Hypertensive emergencies, characterized by extreme elevations of blood pressure and acute end organ damage specific to the heart, central nervous system, or kidneys, account for 3 to 5 percent of all admissions to medical intensive care units. The standard treatment for the hypertensive emergency has traditionally been to administer intravenous vasodilator therapy in a closely supervised setting. Therapy with nitroprusside, the most commonly used initial agent for blood pressure reduction, usually entails admission to an intensive care unit with an indwelling arterial catheter placed for continuous blood pressure monitoring. A number of current reports describe the treatment of hypertensive emergencies with nifedipine, an oral calcium channel blocking agent.

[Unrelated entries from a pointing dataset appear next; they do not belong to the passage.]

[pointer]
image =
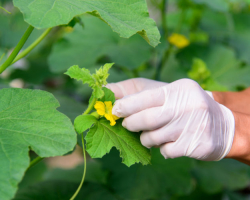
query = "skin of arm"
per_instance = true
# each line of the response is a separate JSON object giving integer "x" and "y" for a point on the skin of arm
{"x": 239, "y": 104}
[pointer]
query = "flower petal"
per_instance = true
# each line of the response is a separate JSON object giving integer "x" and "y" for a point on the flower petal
{"x": 100, "y": 107}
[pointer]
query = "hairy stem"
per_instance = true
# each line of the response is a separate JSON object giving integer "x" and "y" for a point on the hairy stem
{"x": 32, "y": 46}
{"x": 163, "y": 18}
{"x": 90, "y": 107}
{"x": 19, "y": 46}
{"x": 162, "y": 63}
{"x": 35, "y": 161}
{"x": 84, "y": 173}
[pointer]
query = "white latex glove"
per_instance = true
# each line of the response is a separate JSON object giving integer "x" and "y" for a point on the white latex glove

Theoretically, oral nifedipine carries several advantages over intravenous nitroprusside—ease of administration, less complex and expensive monitoring, and no treatment delay while a patient is being transferred to an ICU. To date, no randomized trial has been performed comparing nitroprusside and nifedipine in patients with severe hypertension.
Patients and Methods
Patients admitted to the Medical Intensive Care Unit from the Emergency Room with diastolic blood pressure levels greater than 130 mm Hg in association with eye ground changes were considered eligible for the study. Patients excluded from the study were those with suspected myocardial infarction or dissecting aneurysm, coma or focal neurologic findings, pregnant women, and anyone who had received antihypertensive therapy in the Emergency Room. Eligible patients were randomized tQ receive either intravenous nitroprusside or oral nifedipine according to their hospital admission numbers. Patients with odd numbers were assigned to the nitroprusside group and those with even numbers were assigned to the nifedipine group Over a 15-month period, ten patients received nifedipine and five patients received nitroprusside according to this randomization plan.
Nifedipine was administered as a 10 mg oral dose (swallowed whole) on admission to the ICU. This dose was repeated within two hours if the diastolic blood pressure had not dropped below 120 mm Hg. The 10 mg of oral nifedipine was then repeated at six-hour intervals until the diastolic blood pressure was under 120 mm Hg. The maximum dose of nifedipine that could be administered in a 24-hour period was 60 mg. If the patient did not respond within 24 hours, it was considered a treatment failure.
According to a standard protocol, nitroprusside was administered by intravenous route via a flow control device beginning at a rate of 0.5 μg/kg/minute. The blood pressure response was monitored and the dose was adjusted by .25 μg/kg/minute every 15 minutes. When the patients diastolic blood pressure was under 120 mm Hg for two hours without further dose adjustments, oral vasodilator therapy was administered. All patients who were treated were monitored with an arterial cannula placed in the radial artery.
Data collected on every patient included response time for diastolic blood pressure to fall below 120 mm Hg, length of stay in ICU, morbidity, mortality and costs of therapy. Both groups of patients were compared with a group of historic control subjects who were treated with nitroprusside according to the same protocol. All patients were followed until hospital discharge.
Statistical analyses were performed as described by Zar. The Mann-Whitney test was used for comparison between the nifedipine and nitroprusside patient groups under the assumption that the data were not normally distributed.